Ero seduta nella sala d’aspetto dello studio dentistico, con la guancia destra gonfia e un dolore martellante alla testa; stavo aspettando il mio turno.
Lo studio era colmo di pazienti, molti erano bambini, poiché la dentista era specializzata in apparecchi correttivi.
Ero lì da un’ora e mi guardavo intorno annoiata e insofferente.
La sala era abbastanza ampia, arredata con gusto e, tenendo conto che molti dei pazienti erano bambini, era provvista di un televisore che trasmetteva incessantemente programmi di cartoni animati a volume altissimo, alcuni giochi e libri per ragazzi di ogni tipo ed età.
L’avventura era iniziata la notte precedente.
Non avevo chiuso occhio a causa di un dolore insistente a un dente che mi aveva tormentato incessantemente e il mattino successivo ero distrutta.
Mi trascinai verso il bagno con i capelli arruffati, gli occhi pesti e mi massaggiai la guancia destra osservandomi allo specchio preoccupata.
«Devo prendere subito un appuntamento», commentai.
Tastai delicatamente la mascella inferiore e costatai che sentivo dolore all’osso e al collo.
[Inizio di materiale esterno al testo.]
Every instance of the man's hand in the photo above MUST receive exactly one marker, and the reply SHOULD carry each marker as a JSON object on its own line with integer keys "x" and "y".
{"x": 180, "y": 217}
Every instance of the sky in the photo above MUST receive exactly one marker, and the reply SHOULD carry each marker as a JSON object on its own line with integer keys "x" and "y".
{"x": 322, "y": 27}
Fuori era ancora buio ed io camminavo avanti e indietro irrequieta, con indosso una vestaglia di velluto rossa.
Eravamo alla fine dell’inverno, il tempo era inquieto e variabile ed era un continuo susseguirsi di giornate tiepide intervallate da giorni uggiosi e freddi.
I lampioni accesi illuminavano le strade deserte e il sole, che stava spuntando all’orizzonte, tingeva il mare di rosso.
Di solito, per me, l’alba è il momento più bello della giornata e mi piace osservare la natura che si sveglia con il rispetto dovuto a un miracolo. Quel giorno, no.
A un’ora più appropriata, telefonai allo studio dentistico e la segretaria mi fissò l’appuntamento per il pomeriggio.
Seduta su una poltroncina di pelle, aspettavo rassegnata perché l’esperienza mi aveva insegnato che, per gli appuntamenti urgenti fuori programma, ci volevano minimo due ore di attesa.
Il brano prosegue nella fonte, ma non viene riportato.